Now, the head of each rib articulates with thoracic vertebrae via costovertebral joints, which are synovial plane joints.

Regarding ribs 2 through 9, the head of each rib articulates with the superior costal facet of the vertebral body of the same number and with the inferior costal facet of the vertebral body above it and to the intervertebral disc between them.

So, for example, the head of rib 4 articulates with the superior costal facet of the vertebral body of T4 and with the inferior costal facet of the vertebral body of T3 and with the intervertebral disc between those two vertebrae.

Unlike ribs 2 through 9, the 1st, 11th, 12th, and sometimes the 10th rib only articulate with a single vertebral body at the same vertebral level as the rib.

For example, rib 11 articulates with T11.

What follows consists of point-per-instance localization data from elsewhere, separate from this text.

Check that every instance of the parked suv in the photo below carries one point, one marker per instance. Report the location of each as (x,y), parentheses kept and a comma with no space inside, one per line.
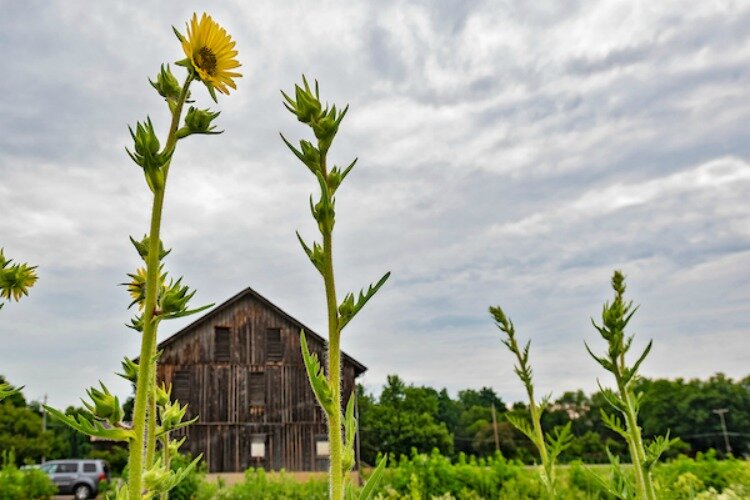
(77,477)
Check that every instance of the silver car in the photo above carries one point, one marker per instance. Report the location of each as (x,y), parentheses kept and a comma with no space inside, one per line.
(77,477)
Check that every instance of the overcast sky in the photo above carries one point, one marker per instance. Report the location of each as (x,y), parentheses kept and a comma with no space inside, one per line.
(511,153)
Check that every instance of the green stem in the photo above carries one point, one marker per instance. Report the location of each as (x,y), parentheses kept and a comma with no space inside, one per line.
(334,362)
(145,385)
(637,452)
(167,459)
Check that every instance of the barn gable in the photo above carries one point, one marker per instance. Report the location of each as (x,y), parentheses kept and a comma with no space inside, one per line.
(240,370)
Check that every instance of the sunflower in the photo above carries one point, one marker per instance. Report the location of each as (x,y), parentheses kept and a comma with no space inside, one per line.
(211,52)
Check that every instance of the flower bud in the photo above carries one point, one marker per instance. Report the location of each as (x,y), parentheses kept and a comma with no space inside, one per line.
(146,142)
(105,405)
(166,84)
(129,370)
(142,247)
(174,298)
(163,394)
(171,415)
(158,478)
(310,155)
(198,121)
(15,279)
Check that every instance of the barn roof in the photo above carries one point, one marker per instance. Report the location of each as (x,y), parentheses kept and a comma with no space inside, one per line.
(359,368)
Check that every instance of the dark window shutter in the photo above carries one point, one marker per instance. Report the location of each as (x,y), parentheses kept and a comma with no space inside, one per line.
(222,343)
(181,386)
(257,389)
(274,349)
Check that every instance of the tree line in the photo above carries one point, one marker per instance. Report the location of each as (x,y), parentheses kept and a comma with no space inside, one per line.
(405,417)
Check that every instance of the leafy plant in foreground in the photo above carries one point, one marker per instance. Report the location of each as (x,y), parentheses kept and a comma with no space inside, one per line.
(549,446)
(210,59)
(615,318)
(15,281)
(324,122)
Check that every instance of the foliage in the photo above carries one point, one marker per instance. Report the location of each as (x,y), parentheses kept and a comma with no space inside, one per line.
(703,472)
(625,400)
(21,431)
(324,122)
(15,280)
(158,297)
(29,483)
(430,475)
(550,445)
(403,419)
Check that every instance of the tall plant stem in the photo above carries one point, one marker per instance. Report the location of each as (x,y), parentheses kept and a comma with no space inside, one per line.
(167,459)
(541,445)
(146,383)
(334,367)
(637,453)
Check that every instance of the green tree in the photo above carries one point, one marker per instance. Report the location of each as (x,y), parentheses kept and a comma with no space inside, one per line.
(403,419)
(21,430)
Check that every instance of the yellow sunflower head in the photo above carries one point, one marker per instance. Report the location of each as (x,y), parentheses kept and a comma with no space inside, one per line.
(210,51)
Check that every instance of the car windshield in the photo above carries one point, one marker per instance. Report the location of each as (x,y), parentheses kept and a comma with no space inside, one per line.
(48,468)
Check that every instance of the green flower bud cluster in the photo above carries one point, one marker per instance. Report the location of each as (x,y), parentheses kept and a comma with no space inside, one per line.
(167,86)
(171,415)
(159,478)
(147,154)
(172,299)
(142,248)
(15,279)
(324,122)
(7,390)
(163,394)
(104,405)
(198,121)
(129,370)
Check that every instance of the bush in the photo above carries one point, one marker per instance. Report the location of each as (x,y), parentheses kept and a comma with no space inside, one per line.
(15,483)
(258,485)
(684,476)
(433,475)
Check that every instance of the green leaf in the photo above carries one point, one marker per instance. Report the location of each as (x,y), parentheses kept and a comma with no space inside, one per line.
(349,308)
(631,372)
(350,432)
(91,427)
(372,483)
(559,440)
(522,425)
(7,390)
(613,422)
(318,381)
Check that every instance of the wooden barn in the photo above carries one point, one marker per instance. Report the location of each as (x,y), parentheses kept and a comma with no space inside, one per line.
(240,369)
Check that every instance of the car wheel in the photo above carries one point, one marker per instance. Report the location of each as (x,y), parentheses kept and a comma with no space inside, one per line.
(82,492)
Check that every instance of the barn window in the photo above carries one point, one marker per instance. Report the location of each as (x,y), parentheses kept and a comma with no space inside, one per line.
(322,448)
(274,349)
(258,446)
(181,386)
(222,343)
(257,389)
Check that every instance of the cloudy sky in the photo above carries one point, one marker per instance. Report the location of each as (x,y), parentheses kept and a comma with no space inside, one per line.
(511,153)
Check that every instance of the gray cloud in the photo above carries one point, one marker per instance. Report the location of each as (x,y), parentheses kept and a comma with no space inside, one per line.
(509,153)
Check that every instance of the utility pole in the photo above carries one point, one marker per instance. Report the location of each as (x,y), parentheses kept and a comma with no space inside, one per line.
(44,421)
(356,412)
(720,412)
(494,429)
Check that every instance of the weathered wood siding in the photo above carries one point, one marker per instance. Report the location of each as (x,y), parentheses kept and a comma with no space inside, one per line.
(219,392)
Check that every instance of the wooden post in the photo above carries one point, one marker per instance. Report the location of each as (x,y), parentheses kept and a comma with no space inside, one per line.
(494,429)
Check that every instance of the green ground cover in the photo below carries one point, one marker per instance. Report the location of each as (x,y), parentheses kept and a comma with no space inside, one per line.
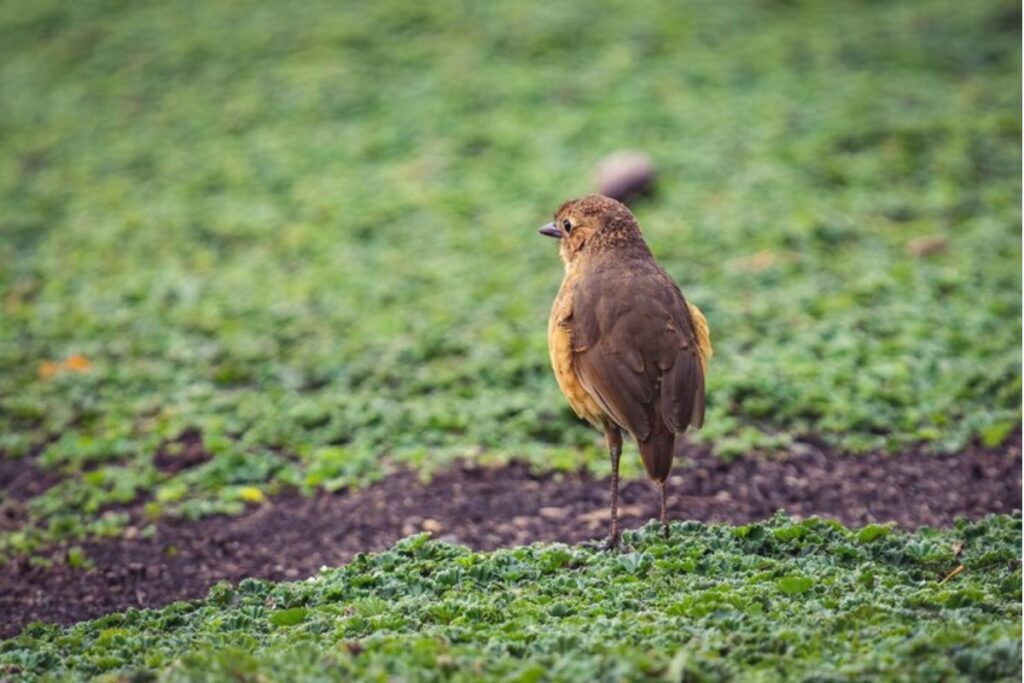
(307,229)
(774,601)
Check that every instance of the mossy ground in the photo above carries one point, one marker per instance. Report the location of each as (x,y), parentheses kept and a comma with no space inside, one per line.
(307,229)
(774,601)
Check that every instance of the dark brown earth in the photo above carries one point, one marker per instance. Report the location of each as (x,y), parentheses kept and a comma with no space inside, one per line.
(292,537)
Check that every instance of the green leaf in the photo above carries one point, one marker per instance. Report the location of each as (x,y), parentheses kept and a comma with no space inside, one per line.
(795,584)
(289,616)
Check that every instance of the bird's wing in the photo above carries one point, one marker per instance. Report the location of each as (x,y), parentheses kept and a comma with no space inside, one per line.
(636,345)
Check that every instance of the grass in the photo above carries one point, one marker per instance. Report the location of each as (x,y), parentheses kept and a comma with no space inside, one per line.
(782,600)
(307,229)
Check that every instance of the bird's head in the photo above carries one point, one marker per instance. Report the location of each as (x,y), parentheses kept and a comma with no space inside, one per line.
(594,224)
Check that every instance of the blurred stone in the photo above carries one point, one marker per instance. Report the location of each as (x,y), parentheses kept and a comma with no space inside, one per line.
(625,175)
(928,245)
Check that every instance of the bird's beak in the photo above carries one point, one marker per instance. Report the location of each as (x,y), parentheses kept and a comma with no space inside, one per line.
(551,230)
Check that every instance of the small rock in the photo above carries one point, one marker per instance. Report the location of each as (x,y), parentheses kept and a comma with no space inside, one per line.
(928,245)
(625,175)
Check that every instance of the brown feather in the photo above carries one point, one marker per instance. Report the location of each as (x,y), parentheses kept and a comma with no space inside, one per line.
(625,343)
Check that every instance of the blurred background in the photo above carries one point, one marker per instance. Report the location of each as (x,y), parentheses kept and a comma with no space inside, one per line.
(295,244)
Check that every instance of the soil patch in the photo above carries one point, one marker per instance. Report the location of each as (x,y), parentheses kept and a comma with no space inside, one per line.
(292,537)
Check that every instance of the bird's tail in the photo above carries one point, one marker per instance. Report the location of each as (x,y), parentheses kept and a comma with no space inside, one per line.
(658,449)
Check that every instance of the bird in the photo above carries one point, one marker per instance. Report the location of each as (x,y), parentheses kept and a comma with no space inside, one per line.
(629,352)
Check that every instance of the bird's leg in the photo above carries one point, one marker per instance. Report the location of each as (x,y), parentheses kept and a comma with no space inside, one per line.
(614,440)
(665,512)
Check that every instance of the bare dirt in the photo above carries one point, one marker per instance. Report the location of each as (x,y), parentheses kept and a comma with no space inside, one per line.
(291,537)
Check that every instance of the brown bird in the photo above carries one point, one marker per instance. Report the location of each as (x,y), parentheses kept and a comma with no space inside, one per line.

Then there are the costotransverse joints, which are also synovial plane joints.

Regarding ribs 1 through 10, the tubercle of the rib articulates with the transverse process of the vertebra of the same number.

Ribs 11th and 12th don’t articulate with the transverse process of vertebrae of the same number.

Now, let’s take a deep breath and play a fun game.

Let’s see if you can identify which atypical rib we’re showing in these images and what the structures are that form a typical rib.

Moving on to the sternum, which is a flat, elongated bone that forms the middle of the anterior part of the thoracic cage.

The sternum is the protector of the mediastinal viscera, especially the heart.

It consists of three parts: manubrium, body, and xiphoid process.

Let’s now identify each structure and their components one by one in both anterior and lateral views.

The manubrium is a trapezoidal bone and is the widest and thickest part of the sternum.

The jugular notch - or the suprasternal notch - is the superior and concave border of the manubrium and can be easily palpated.

The notch is deepened by the medial ends of the clavicles, which are much larger than the small clavicular notches in the manubrium found laterally on either side.

Now, the sternoclavicular joint is a saddle type of synovial joint and the joints formed between the ends of the clavicles and the clavicular notches of the manubrium as well as 1st costal cartilages.

Inferior and lateral to the clavicular notch, there’s the first sternocostal joint which is the costal cartilage of the 1st rib attached to the lateral border of the manubrium of the sternum, which is classified as a primary cartilaginous joint.

Between the manubrium and body of the sternum, there’s the manubriosternal joint, which is a secondary cartilaginous joint.

Now, the manubrium and body of the sternum lie in different planes superior and inferior to their junction.